D.C. houses of worship compete for preservation funds

By Adelle M. Banks

WASHINGTON (RNS) Four Washington houses of worship are in the running to receive preservation grants in a campaign launched Wednesday (April 24) by American Express and the National Trust for Historic Preservation.

District of Columbia-area residents can vote online through May 10 at the Partners in Preservation website for their favorite among 24 historic buildings and landmarks, which are in the running for $1 million in funding. They include the Washington National Cathedral, for post-earthquake interior work; All Souls Church Unitarian, for renovation of a bell tower crafted by the son of Paul Revere; and Metropolitan African Methodist Episcopal Church and Sixth and I Historic Synagogue, both of which have stained glass windows in need of renovation.

Other D.C.-area contenders include the dining room at George Washington’s Mount Vernon estate, the popular Iwo Jima Marine Corps memorial and Congressional Cemetery.

American Express has committed $9 million to the initiative, which has aided historic landmarks in seven other cities since 2006.

“We’ve had great success engaging religious site communities,” said Caitlin Lowie, spokeswoman for American Express. “Three cities had religious institutions be the top vote winner.”

In 2006, First Church of Christ, Scientist in Berkeley, Calif., won the popular vote in the San Francisco Bay Area.
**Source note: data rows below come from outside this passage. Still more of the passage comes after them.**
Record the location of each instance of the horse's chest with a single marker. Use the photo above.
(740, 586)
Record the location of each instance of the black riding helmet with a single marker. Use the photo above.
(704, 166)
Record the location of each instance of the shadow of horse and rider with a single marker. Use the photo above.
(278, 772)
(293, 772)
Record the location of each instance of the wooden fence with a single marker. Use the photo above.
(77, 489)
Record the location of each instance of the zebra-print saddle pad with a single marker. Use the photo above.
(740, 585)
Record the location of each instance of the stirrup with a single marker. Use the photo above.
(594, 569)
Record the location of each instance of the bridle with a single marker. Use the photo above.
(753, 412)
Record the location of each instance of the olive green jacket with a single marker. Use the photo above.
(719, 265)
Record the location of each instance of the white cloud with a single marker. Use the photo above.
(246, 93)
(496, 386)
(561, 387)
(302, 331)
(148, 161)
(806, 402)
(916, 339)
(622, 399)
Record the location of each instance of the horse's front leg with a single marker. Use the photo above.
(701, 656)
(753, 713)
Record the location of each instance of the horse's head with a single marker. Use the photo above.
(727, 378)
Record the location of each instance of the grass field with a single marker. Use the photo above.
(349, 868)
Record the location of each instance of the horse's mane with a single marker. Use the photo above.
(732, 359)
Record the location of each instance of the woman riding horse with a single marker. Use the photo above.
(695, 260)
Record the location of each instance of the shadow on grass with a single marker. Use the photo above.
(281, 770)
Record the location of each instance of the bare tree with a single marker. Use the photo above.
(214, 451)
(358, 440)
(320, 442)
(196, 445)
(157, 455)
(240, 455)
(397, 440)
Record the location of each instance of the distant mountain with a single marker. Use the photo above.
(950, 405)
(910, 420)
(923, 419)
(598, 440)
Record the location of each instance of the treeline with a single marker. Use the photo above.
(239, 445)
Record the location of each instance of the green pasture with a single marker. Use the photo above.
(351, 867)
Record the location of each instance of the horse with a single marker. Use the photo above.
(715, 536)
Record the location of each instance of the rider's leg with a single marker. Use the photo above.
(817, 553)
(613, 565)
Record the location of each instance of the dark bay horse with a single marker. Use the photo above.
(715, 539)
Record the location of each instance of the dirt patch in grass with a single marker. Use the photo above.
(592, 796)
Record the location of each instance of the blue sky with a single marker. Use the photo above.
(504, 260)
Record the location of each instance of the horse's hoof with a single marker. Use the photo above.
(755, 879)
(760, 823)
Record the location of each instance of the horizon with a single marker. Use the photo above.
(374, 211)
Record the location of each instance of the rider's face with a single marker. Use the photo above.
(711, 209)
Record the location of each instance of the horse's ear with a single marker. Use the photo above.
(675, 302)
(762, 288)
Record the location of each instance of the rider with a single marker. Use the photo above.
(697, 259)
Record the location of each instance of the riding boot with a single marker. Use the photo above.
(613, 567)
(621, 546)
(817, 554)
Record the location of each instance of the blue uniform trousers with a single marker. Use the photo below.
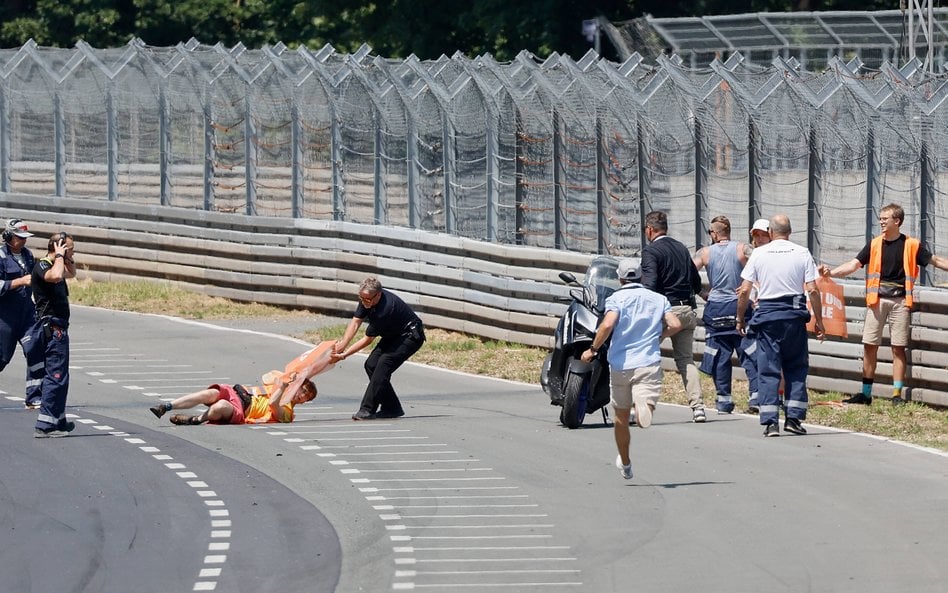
(718, 349)
(52, 348)
(721, 341)
(747, 355)
(782, 347)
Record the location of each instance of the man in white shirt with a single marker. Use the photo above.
(637, 319)
(783, 272)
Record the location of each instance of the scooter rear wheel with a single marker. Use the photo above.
(574, 400)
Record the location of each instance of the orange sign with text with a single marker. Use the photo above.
(834, 308)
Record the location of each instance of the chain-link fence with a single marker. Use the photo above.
(553, 153)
In the 2011 Twin Cities competition, the Basilica of St. Mary was the most popular. And last year, Congregation Beth Elohim in Brooklyn, N.Y., was one of the top vote-getters in the New York City campaign and was awarded $250,000 for restoration of its stained glass windows.

Stephanie Meeks, president and CEO of the Washington-based National Trust for Historic Preservation, said the campaign’s goal is “for everyday citizens to cast votes for places that they care about and to kind of vote with their feet about which places in their community they value the most.”

Adelle M. Banks is production editor and a national correspondent at RNS.